September 9, 2010
Chicago Mayor Richard Daley, made infamous in March 2003 when he ordered huge trenches dug across Meigs Field in the middle of the night, announced Sept. 7 that he will not seek re-election. Although the airport was closed and turned into a park, AOPA President Craig Fuller has pledged to seek every opportunity to bring back Meigs Field.
Photo courtesy of Cris DeWitt.
“More than seven years have passed since Chicago’s Meigs Field was bulldozed under cover of darkness, but the airport has not been forgotten,” Fuller said. “Grassroots support for Meigs is still alive and many in the aviation community view Mayor Richard Daley’s decision not to run for re-election as a hopeful sign that the field could be restored.
“It would be premature for me to say that Meigs will be reopened,” Fuller continued, “but I can make this commitment on behalf of all those who have fought, and continue to fight: AOPA will fully investigate any opportunity to bring Meigs Field back.”
Daley announced his plans to close the airport located on Northerly Island in 1994, but AOPA led a campaign to save the airport and was one of many plaintiffs to file suits in federal and state courts to protect it. For five years, the association successfully worked with the Illinois legislature to prevent its closure. The airport was a solid revenue source for the city, generating $57 million a year in economic activity.
But Daley did not back down. On March 30, 2003, heavy equipment dug trenches in the shape of X’s on the runway, effectively shutting it down to all operations. Daley had ordered the move without giving notice to the FAA or based tenants. Pilots based at the airport had to get special permission from the FAA to use the parallel taxiway to take off and relocate their aircraft to a new facility.
The FAA ordered Chicago to pay $33,000 for destroying Meigs Field without providing the required 30 days notice. The agency also ordered the city to pay a $1 million fine because Daley diverted airport funds from Chicago’s O’Hare and Midway airports for the destruction of Meigs. The funds had to come from the city’s general revenue, not airport funds.

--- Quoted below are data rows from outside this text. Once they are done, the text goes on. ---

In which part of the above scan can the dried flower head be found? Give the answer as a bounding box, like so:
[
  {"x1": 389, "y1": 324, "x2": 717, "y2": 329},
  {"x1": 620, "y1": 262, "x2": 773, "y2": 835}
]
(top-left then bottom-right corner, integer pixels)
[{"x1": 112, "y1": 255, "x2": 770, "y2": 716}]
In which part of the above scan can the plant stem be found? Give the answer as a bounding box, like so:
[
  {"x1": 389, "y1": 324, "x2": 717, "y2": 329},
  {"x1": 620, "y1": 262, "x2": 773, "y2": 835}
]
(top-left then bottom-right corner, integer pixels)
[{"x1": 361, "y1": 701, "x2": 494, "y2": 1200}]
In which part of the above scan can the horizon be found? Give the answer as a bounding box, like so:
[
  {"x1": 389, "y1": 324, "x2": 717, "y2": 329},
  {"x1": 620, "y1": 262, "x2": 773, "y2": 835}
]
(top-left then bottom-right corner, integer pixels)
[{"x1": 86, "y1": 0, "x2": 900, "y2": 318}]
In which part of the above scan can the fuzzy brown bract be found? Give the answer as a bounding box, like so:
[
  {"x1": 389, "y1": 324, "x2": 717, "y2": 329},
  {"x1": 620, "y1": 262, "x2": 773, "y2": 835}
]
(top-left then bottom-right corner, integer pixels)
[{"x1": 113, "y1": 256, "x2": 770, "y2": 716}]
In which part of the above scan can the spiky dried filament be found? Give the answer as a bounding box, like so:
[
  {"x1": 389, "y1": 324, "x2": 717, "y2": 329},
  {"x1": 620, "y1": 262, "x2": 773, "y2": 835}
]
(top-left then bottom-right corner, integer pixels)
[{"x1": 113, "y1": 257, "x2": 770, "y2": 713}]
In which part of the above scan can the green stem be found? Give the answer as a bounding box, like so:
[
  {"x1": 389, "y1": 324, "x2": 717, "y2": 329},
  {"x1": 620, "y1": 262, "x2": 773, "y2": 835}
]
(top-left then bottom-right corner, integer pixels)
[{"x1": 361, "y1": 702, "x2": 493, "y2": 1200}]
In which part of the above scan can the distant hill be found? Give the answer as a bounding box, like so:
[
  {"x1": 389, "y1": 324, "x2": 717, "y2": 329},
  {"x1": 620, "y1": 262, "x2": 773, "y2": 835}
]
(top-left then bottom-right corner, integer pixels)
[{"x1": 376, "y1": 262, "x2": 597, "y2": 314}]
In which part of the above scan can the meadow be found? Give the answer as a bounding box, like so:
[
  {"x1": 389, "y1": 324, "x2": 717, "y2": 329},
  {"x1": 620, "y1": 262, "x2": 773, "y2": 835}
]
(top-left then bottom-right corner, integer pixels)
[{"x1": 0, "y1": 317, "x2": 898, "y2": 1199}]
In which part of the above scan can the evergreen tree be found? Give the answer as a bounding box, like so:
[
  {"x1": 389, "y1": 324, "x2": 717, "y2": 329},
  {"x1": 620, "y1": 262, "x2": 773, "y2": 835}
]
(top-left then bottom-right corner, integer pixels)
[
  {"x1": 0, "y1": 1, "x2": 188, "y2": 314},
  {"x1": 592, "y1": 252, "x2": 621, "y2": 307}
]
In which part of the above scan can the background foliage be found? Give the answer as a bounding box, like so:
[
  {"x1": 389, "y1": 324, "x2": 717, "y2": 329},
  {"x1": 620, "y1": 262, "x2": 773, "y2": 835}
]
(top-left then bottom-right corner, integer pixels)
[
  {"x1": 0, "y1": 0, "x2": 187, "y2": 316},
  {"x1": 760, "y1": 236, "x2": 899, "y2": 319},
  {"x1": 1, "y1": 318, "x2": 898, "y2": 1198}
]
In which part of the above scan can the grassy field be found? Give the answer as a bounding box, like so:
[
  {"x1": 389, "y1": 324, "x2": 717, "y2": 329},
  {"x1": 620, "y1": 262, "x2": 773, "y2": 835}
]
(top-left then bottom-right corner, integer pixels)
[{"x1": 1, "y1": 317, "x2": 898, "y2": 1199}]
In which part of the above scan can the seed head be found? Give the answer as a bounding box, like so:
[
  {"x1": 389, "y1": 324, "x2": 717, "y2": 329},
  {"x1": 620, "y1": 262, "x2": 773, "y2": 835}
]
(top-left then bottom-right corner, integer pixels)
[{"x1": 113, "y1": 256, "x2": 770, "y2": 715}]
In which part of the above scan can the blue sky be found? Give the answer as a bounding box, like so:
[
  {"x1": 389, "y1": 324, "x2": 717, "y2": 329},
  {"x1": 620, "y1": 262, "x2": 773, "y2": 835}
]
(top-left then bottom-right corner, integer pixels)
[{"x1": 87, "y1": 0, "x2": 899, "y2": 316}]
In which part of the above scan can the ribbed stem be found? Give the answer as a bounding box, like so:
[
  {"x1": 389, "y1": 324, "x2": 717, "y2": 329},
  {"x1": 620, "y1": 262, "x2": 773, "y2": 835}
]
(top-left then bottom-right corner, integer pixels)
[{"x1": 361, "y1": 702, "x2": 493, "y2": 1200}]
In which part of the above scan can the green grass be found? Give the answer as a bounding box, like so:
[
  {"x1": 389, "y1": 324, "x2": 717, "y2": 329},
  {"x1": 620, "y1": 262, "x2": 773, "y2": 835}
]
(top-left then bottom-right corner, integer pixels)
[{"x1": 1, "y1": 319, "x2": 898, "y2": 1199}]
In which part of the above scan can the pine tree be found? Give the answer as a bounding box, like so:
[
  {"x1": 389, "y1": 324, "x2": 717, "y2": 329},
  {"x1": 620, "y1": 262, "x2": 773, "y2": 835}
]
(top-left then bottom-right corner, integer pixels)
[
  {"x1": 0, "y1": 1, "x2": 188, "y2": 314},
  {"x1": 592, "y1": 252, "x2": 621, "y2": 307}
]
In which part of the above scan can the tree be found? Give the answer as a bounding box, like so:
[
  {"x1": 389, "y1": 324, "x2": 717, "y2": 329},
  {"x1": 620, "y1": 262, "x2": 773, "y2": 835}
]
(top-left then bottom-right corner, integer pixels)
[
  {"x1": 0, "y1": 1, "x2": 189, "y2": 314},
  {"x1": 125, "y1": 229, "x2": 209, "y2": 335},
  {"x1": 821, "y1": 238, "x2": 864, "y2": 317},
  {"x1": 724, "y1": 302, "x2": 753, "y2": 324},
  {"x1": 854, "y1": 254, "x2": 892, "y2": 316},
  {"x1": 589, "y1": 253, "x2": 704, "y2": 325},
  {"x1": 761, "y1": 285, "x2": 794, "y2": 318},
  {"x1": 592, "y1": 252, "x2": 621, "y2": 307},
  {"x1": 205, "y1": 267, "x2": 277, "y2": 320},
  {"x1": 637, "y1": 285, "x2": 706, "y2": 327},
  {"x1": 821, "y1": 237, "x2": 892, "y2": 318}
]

While the fines sent a strong message to the city—and other cities contemplating closing their airports—the city property was developed into a park. However, a few new measures were put in place to prevent this scenario from happening again.
AOPA lobbied for a new federal law, dubbed Meigs Legacy, to impose significant fines on any entity that closes an airport without providing proper notice to the FAA. The association created the AOPA Airport Support Network, which uses volunteers to alert AOPA of any threats to airports, during early debates over the fate of the field. Now, more than 2,000 volunteers serve as the eyes and ears of the association to promote, protect, and defend public-use airports nationwide.
Would it be possible for the park and a re-opened Meigs Field to coexist on Northerly Island? AOPA has airport success stories to prove it.
Once-threatened Albert Whitted Airport in St. Petersburg, Fla., and Cincinnati-Blue Ash Airport in Cincinnati, Ohio, faced closure but now enjoy the support of their local elected officials and are becoming jewels to the cities. At Albert Whitted, a new general aviation terminal was recently opened, a new air traffic control tower is under construction, and the airport features a waterfront park.
FAA grant funding at Cincinnati-Blue Ash had expired in 2006, but AOPA worked with the Cincinnati and Blue Ash mayors, who had the power to close the airport, to save it and apply for a new federal grant that would require the airport remain open for another 20 years. Property near the airport is being developed into a Blue Ash city park that will also feature a performing arts center.
The airports and parks are win-win propositions for both cities. The cities keep green space and have a way to attract the community to the airports, and the airports continue to bring revenue to the area.
“Reopening Meigs Field, with its easy access to Chicago’s Loop, would make businesses in ‘the city that works’—as Mayor Daley’s father liked to refer to Chicago—work even more efficiently,” said Fuller. “AOPA fought hard first to prevent the closure of Meigs Field and then to pressure the mayor to reopen it. With new leadership coming to Chicago, we will work just as diligently to explore every opportunity that may bring Meigs back.”